Whips are pretty amazing devices. <I’ll pause for a moment.> Now that you’ve checked the URL and you realize you really are at a running blog, and not some internet equivalent of a dark alley, I’ll carry on. Why do I think whips are amazing devices? Because with a relatively easy and short movement of the hand and arm one can cause a piece of material to break the sound barrier. Think about it: A movement that doesn’t take much strength causes a piece of material to travel faster than 770mph. In fact, even a mildly fit person can break that sound barrier over and over again with an insignificant amount of fatigue.
Let’s say someone was cracking a whip and you were given the task of stopping that cracking sound. It was driving people crazy and you needed it to stop. What options exist to stop the cracking? I can think of three:
- Convince the person to stop using the whip. Use your powers of persuasion to convince them they should no longer crack the whip.
- Physically grab their arm/hand. Stop them from initiating the movement which results in the crack.
- Grab the tip of the whip right before it breaks the sound barrier.
Number 1 is probably the easiest – if you’re adept with persuasion. Number 3 is, undoubtedly, the hardest.
Now let’s look at the leg. Take a conceptual step back and notice that it’s tapered. The top of the leg (the hip) has large muscles. (In fact – gluteus maximus is the largest muscle in the body.) The leg gets progressively narrower as it gets closer to the foot. Ultimately at the ankle and into the foot itself there are very small muscles.
Over and over and over again in the forums I see people trying to pull off a magic trick with their feet: control foot movement at the foot – which is at the end of the whip. They’re trying strategy #3 above: Grab the tip before it breaks the sound barrier. “Should I get a stability shoe instead of a neutral shoe?” “My over the counter insoles didn’t work. I guess I need to get custom orthotics.” “Asics aren’t doing it for me any more. Maybe Mizuno will solve my Achilles problem.” They’re trying to decide if they should grab the whip tip with their right or left hand. Maybe if they held a flashlight they could see the tip better and increase the chances of grabbing it. Maybe if they stretched their arms or lifted weights they’d have better reflexes and increase the chances they could grab the tip. They’re trying to optimize a set of choices that, as a group, are really bad choices. They may be right in their desire to get better foot control. The problem is that they’re focusing on the wrong area to accomplish their goal.

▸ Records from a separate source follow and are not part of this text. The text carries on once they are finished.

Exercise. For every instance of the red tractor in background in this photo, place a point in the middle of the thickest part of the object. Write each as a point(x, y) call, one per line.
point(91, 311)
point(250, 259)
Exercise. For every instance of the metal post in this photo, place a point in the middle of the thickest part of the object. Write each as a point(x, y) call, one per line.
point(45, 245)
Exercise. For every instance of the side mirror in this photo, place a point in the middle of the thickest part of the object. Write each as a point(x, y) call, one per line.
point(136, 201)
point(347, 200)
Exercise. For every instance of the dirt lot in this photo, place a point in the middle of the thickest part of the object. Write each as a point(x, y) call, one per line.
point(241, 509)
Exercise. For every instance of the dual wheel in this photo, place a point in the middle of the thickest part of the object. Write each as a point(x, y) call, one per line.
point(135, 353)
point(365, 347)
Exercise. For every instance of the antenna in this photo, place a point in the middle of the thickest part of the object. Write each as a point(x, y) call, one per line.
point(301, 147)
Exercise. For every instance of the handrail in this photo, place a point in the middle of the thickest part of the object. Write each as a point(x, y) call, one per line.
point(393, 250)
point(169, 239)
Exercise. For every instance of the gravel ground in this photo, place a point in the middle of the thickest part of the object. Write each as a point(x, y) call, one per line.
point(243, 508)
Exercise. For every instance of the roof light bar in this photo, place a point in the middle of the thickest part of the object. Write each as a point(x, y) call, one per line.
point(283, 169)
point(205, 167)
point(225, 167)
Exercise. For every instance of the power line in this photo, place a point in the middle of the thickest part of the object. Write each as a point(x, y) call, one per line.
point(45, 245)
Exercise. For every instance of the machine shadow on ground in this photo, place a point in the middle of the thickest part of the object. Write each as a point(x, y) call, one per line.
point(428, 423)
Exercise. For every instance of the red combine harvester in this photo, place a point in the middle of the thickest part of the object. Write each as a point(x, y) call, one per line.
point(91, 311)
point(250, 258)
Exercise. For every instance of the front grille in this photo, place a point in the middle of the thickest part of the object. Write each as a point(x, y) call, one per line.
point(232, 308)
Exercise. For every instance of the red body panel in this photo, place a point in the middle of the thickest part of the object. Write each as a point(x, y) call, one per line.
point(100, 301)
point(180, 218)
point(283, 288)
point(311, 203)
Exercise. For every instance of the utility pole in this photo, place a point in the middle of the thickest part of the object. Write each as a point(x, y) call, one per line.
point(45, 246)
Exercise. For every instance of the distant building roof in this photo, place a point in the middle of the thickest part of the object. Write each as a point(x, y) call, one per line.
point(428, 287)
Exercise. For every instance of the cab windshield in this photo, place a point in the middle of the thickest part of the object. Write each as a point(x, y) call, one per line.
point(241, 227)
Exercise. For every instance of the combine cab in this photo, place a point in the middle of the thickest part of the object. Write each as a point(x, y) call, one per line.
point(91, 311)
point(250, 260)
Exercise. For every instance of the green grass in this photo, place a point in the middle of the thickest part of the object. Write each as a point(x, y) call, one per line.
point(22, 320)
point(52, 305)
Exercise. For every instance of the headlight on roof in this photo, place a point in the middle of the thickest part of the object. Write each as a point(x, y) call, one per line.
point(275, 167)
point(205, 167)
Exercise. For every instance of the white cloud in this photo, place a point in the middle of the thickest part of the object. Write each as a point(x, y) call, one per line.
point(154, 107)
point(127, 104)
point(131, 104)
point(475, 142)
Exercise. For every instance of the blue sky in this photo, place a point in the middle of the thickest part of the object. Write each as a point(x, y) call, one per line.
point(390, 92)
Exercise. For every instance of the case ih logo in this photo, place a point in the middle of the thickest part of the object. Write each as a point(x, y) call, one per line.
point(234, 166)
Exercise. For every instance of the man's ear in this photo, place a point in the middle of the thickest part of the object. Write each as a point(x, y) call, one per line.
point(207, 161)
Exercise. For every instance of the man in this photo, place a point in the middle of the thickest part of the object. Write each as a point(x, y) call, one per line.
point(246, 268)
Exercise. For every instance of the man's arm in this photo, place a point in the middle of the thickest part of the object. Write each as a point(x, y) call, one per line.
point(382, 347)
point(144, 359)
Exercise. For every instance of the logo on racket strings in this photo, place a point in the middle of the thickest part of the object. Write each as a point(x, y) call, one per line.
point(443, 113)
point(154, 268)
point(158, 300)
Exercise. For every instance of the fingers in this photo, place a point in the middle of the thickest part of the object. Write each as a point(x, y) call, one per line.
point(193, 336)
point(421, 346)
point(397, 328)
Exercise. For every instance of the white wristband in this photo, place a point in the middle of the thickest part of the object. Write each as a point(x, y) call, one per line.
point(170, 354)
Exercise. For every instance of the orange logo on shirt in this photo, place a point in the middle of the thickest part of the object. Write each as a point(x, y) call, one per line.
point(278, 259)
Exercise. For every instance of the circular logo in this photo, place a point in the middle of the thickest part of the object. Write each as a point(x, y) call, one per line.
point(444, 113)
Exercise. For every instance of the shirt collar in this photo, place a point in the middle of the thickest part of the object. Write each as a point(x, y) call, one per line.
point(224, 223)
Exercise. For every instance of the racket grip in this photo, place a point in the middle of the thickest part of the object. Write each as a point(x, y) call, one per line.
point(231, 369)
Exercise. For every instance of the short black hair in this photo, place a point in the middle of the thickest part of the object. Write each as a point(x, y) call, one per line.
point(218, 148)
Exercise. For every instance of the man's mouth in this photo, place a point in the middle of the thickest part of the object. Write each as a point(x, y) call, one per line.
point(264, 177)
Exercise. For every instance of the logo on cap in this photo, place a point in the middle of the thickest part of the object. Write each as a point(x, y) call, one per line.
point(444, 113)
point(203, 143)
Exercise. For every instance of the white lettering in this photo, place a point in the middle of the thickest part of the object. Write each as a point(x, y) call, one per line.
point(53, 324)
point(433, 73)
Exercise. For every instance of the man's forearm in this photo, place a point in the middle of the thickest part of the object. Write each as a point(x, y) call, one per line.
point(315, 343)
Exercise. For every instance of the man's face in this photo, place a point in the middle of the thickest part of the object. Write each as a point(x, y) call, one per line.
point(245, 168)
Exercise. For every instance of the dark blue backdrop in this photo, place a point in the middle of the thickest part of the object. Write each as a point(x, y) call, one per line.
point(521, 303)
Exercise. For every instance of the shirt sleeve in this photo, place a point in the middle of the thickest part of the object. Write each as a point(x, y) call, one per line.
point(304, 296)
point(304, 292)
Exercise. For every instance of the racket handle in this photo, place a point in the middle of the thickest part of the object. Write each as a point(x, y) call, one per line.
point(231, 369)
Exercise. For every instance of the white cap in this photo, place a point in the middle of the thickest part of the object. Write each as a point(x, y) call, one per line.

The way to have the foot better controlled is to prevent the energy wave from being sent down the leg in the first place. The way to accomplish that is to have hips that are both strong and that can be well controlled by the nervous system. Strong hips provide a very stable base for the thigh. When the hip isn’t able to provide a stable foundation a nasty chain reaction can occur: The thigh (femur) isn’t held in place well, which can enable the knee to bend inward toward the midline of the body, which will then cause the lower leg to move toward the midline of the body as well. This in turn can cause the foot to pronate excessively, which then puts incredible forces on the ankle and internal mechanisms in the foot itself. The only option left, at the end of the chain, is for those poor little foot and ankle muscles to work overtime and attempt to provide a stable base for the body – trying to deal with the fact everything above it is causing it to get whipped around. What are the chances those foot muscles can compensate and do the work of those relatively huge muscles above? REALLY LOW!
You can do a few things to help improve both strength and control in your hips:
- Get up out of a chair using one leg. Practice “sticking” the landing – getting up to standing and being very stable.
- Balance on one leg. When proficient at that – close your eyes.
I covered strategy #2 (control the movement at the thick part of the whip) and #3 (attempt to control the tip before it cracks) above in this leg/whip analogy. To complete the sequence – how does strategy #1 (convince the whip cracker to stop whipping) translate to leg movement? Well – to my mind that’s the equivalent of not running at all – stopping motion altogether. To us runners – we know that just simply is not an option.